During the development of multicellular tissues, the formation of shape and pattern occur in fairly standard ways. Homogeneous cell populations are triggered to autonomously self-organize into structured, multicellular tissues. However, the signals that guide this organization remain a mystery, and these processes do not consistently occur properly or completely in an a laboratory culture environment. The goal of this EArly-concept Grant for Exploratory Research (EAGER) project is to develop a microfluidic system in which the culture environment can be precisely controlled so that tissue development from stem cells can be directed towards reproducible structures. Correct tissue development requires both biochemical and mechanical signals, which will be precisely controllable through this system. These signals then trigger gene expression within initially homogeneous sets of cells so that they begin a developmental path. The microfluidic system will also be compatible with live imaging, to support future advanced studies into mechanisms driving cellular organization and tissue development. Improved understanding of 3D tissue development into correctly organized structures will significantly enhance research related to developmental biology, including congenital malformations, as well as tissue engineering and regenerative medicine. Educational and outreach plans include integrating high school students, with priority given to women and underrepresented minorities, into the lab for a 4-8 week research experience as well as engaging undergraduates in research. These projects will also provide an opportunity for senior graduate students and post-doctoral fellows to gain mentorship experience. A new course is also being developed related to stem cell biotechnology and regenerative medicine, which will directly draw on the advances in science that support this research.

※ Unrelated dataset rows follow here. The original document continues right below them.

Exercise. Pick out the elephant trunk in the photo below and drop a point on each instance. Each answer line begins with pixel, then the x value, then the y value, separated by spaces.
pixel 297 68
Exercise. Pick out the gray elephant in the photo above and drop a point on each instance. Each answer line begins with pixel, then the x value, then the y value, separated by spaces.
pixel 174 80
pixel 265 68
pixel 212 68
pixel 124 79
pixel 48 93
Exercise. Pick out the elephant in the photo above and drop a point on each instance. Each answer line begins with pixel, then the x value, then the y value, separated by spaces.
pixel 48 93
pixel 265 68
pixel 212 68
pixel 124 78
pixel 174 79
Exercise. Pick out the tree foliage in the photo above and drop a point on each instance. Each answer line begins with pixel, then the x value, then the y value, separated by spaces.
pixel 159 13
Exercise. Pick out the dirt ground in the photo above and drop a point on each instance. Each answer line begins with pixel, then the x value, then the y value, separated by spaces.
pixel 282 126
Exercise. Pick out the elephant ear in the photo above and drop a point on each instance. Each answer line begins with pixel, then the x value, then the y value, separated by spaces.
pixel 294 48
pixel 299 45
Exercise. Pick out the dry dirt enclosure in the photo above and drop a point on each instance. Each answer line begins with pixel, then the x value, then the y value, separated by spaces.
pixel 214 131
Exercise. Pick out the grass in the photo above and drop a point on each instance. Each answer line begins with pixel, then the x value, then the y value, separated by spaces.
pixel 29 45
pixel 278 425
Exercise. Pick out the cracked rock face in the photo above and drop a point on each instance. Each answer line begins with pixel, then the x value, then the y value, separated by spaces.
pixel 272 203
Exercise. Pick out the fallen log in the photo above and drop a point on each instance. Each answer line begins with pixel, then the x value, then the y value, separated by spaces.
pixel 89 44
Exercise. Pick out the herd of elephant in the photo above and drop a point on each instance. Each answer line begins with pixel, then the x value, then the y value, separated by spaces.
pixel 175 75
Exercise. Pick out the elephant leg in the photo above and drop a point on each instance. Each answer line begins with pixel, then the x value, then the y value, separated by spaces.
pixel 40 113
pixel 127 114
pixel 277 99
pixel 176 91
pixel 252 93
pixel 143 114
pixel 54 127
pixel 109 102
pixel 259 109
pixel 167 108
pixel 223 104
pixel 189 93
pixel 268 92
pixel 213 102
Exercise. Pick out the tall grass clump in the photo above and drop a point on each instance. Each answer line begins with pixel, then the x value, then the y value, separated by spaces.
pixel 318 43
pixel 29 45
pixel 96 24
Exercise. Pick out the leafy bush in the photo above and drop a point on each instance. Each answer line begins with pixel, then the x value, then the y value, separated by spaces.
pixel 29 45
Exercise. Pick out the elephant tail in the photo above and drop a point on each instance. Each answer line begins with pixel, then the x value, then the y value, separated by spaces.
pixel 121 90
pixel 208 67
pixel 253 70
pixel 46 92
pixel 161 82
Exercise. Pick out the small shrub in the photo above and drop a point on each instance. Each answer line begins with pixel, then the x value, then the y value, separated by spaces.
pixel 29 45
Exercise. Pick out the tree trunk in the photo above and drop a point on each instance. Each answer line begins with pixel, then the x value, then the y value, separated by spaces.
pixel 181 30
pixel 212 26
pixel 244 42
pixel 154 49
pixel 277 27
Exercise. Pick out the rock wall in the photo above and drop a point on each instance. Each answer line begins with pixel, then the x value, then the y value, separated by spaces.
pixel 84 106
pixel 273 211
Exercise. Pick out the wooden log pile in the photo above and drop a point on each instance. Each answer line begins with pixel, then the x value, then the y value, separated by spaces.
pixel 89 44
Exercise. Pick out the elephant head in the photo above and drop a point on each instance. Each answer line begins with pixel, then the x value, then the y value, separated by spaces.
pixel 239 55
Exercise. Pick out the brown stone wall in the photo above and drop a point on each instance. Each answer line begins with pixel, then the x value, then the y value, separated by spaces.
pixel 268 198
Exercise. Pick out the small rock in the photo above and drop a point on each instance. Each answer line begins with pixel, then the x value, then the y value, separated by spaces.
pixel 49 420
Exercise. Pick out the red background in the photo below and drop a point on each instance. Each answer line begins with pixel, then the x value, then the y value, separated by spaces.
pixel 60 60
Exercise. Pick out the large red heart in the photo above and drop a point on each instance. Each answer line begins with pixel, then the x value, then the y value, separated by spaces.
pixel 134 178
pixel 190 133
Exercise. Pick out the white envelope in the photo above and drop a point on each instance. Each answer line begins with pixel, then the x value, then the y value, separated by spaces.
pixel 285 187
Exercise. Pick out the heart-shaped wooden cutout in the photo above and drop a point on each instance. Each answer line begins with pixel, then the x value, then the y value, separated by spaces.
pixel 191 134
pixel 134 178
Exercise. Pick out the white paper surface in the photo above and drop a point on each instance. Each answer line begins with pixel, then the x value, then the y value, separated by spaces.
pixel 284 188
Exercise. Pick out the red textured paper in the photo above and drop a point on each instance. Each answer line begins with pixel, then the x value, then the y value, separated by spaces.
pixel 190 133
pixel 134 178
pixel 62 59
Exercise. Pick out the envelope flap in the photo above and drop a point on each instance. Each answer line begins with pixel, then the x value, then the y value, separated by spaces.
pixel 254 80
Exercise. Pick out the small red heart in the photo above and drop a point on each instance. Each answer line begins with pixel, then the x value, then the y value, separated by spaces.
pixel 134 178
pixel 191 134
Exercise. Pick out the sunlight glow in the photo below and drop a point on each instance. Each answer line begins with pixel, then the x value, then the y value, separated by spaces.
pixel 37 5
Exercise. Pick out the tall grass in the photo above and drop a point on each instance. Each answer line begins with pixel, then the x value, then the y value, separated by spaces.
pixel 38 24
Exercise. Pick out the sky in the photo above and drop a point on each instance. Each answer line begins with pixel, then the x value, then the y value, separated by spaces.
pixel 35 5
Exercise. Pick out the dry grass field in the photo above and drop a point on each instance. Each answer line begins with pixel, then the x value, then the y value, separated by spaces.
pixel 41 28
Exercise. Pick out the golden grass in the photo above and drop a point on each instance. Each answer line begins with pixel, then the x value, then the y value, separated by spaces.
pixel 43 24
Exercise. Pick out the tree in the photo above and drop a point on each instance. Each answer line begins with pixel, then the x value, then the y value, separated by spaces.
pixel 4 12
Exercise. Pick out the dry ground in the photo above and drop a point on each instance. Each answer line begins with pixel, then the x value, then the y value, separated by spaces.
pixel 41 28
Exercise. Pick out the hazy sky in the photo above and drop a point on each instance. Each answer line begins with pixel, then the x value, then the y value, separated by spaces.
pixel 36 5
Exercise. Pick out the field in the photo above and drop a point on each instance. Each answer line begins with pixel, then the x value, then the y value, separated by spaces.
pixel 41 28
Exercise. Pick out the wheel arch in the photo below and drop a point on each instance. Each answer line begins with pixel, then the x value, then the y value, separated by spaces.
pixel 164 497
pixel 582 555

This cross-disciplinary project involves stem cell biology, developmental biology, signal transduction, mechanobiology, and microfluidics. The objectives of this study are to develop a microfluidic device and use it to achieve controllable synthesis of both the epiblast cyst (a columnar tissue) and the amniotic cyst (a squamous tissue) from human pluripotent stem cells. The multi-chambered, microfluidic system will vary both cell loading and chemical induction factors. Cell seeding will be assessed with confocal imaging. Live imaging and immunostaining will be used to monitor mofphogenetic dynamics of the cyst formation, including lumenogenesis (cavity formation) as well as changes in cell shape. Cell fate will be confirmed by staining for epiblast and amniotic lineage markers, and the dynamics of epithelialization will be examined at varying time points.
This award reflects NSF's statutory mission and has been deemed worthy of support through evaluation using the Foundation's intellectual merit and broader impacts review criteria.